Certainly there are differences in training, and perhaps also in disposition and outlook. Yet there are significant similarities as well. These include a respect for words, an appreciation for both specialization and being a generalist, and the need for facts to precede advocacy.
The practice of journalism can hardly be taken to be one unified whole. My career in journalism has taken me through metropolitan daily newspapers, a foreign newspaper, weekly and daily business journals, political magazines and Web-based publications. Their purposes and modes of operation were all very different.
The life of an attorney may appear to be more unified and structured. It is, after all, a profession that is licensed and regulated by bar associations. Yet even here, differences outweigh superficial similarities. There are hundreds of minute specializations, each with a series of rules and exceptions to those rules. There are transactional attorneys who facilitate commercial relationships and those who specialize in litigation. Additionally, the mode of one's legal practice depends on whether one works for a business, a government or a law firm.
Consider, though, the ways journalism and the law are alike:
Words matter. For both the author and the attorney, words are the tools of the trade. Journalists are passionate about words. The best journalists understand the need to explain something simply, without getting lost in details.
When I work with younger writers, I often quote from William Strunk and E.B. White's "Elements of Style:" "Omit needless words. Vigorous writing is concise. A sentence should contain no unnecessary words, a paragraph no unnecessary sentences, for the same reason that a drawing should have no unnecessary lines and a machine no unnecessary parts. This requires not that the writer make all his sentences short, or that he avoid all detail and treat his subjects only in outline, but that every word tell."
Lawyers sometimes fall short on brevity. But their trade teaches us the critical role of cross-examination: the need to take out every relevant detail, dust it off, hold it up and probe it with rigor and exactness.
As is recounted in a children's book (by Kay Winters and Nancy Carpenter) about one of our nation's most famous lawyers, "Abe Lincoln: The Boy Who Loved Books:" "Abe saw that words could free or jail a man. He found that words could change the way folks thought. ... From the wilderness to the White House, he learned the power of words and used them well."
Generalists and specialists. Journalists are often called the world’s last generalists. But this is no longer true. A daily newspaper once aggregated the important news of the world for a general audience, but that function is now filled by Google News or Facebook’s news feed. When the most knowledgeable source for a given story is only a click away on the Internet, successful journalists are also specialists in a topic or topics that they know best.

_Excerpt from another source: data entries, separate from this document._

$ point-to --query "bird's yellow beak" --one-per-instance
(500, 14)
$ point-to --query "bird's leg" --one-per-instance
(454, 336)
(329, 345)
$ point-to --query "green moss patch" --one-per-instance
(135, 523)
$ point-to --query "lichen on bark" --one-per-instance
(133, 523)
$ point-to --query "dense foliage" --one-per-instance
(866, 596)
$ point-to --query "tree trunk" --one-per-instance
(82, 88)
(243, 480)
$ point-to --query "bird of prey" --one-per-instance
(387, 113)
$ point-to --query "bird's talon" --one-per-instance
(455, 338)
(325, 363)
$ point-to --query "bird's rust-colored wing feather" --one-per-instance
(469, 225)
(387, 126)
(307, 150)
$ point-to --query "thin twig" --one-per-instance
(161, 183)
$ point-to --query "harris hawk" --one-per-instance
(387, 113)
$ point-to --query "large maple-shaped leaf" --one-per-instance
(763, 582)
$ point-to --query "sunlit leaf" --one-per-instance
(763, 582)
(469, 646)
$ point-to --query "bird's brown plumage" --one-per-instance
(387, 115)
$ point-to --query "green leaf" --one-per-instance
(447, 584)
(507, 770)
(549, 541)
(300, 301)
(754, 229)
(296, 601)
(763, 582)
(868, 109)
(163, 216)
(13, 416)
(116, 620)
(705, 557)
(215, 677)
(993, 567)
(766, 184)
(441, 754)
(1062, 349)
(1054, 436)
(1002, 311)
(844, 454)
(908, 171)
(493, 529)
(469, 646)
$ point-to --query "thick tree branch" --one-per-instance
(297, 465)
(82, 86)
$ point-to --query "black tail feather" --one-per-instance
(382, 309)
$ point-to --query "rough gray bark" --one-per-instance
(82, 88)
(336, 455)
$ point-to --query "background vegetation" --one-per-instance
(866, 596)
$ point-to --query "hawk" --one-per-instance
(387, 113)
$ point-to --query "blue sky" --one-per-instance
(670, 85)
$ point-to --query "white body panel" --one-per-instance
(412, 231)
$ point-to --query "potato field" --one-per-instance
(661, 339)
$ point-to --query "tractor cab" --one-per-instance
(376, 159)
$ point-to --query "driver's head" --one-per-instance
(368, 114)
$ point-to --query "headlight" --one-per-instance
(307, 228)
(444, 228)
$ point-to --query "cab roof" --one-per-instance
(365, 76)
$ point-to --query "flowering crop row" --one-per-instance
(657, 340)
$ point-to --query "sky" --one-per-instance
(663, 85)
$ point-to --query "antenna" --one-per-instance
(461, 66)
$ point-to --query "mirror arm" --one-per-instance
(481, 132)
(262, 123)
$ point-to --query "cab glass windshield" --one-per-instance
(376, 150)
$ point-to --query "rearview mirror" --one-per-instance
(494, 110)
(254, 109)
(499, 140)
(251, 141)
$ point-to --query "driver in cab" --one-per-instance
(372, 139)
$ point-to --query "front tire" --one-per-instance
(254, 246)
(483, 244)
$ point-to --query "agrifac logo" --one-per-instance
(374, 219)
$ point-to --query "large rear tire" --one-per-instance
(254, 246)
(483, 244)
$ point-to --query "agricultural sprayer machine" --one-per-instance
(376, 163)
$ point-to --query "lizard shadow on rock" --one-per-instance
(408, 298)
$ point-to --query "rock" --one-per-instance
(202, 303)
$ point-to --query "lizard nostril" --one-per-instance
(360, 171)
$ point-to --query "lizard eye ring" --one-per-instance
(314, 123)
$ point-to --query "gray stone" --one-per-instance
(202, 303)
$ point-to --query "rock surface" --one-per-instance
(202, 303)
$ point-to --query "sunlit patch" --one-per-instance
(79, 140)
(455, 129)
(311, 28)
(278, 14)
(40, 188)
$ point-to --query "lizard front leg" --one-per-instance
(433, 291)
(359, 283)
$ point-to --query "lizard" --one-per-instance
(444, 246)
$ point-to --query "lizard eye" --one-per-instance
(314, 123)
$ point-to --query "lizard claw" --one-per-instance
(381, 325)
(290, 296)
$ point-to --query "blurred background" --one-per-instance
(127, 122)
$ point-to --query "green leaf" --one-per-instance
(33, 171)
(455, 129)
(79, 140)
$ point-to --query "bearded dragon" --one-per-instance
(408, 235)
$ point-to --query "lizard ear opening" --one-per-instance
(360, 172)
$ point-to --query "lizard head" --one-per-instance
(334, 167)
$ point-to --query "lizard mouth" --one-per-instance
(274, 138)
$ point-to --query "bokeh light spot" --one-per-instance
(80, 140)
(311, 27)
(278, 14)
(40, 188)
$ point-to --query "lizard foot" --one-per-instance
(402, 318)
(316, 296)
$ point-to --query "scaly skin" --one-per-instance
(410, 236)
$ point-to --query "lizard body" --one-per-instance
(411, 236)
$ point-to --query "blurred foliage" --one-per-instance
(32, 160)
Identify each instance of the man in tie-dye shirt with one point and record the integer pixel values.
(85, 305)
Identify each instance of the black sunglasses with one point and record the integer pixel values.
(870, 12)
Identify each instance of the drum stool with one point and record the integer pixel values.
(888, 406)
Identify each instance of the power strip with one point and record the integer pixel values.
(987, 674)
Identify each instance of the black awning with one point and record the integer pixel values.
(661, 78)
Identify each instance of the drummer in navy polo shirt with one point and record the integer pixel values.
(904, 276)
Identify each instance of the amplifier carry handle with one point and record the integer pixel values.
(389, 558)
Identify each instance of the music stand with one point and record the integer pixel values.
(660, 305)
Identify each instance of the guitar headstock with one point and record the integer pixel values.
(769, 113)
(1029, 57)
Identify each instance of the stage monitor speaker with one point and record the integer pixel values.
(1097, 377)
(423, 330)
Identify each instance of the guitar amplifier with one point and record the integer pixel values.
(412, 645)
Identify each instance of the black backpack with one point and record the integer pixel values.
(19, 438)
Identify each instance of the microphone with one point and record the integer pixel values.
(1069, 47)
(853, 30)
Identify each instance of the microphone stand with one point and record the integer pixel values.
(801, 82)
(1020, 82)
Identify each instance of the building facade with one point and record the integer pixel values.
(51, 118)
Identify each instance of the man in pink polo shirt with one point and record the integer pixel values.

Lawyers have specialized longer than journalists. But they also need to function in a general advice-giving capacity. A successful lawyer is a generalist in his or her understanding of the range of tools — the types of agreements or causes of action — that will equip their clients with the ability to solve their legal problems.
Facts before advocacy. A principal complaint about the mainstream media has been one of political bias. According to a survey released last week by the Pew Research Center, Americans have followed journalists into respective political corners: Roughly 1 in 5 people with consistently conservative or consistently liberal views rely on different sources of information and distrust the media outlets relied upon by the other side.
I’m skeptical of the argument that media outlets have led to greater political polarization. The “just the facts, ma’am” approach to journalism in recent decades is anomalous given the history of our nation’s partisan press. Journalists of necessity compile facts — but they do a disservice to readers if they withhold their informed analyses and judgments.
Conversely, everyone expects attorneys to vigorously contest for their side. Less well known is the lawyer’s responsibility to be factually accurate and to faithfully represent the law, including court decisions adverse to their side.
Instead of seeing journalists solely as fact-gatherers and attorneys solely as advocates, it would be truer to see reporters and lawyers both as purveyors of facts before advocacy. Whether in a court of law or the court of public opinion, the most powerful advocacy is always built upon a solid factual infrastructure.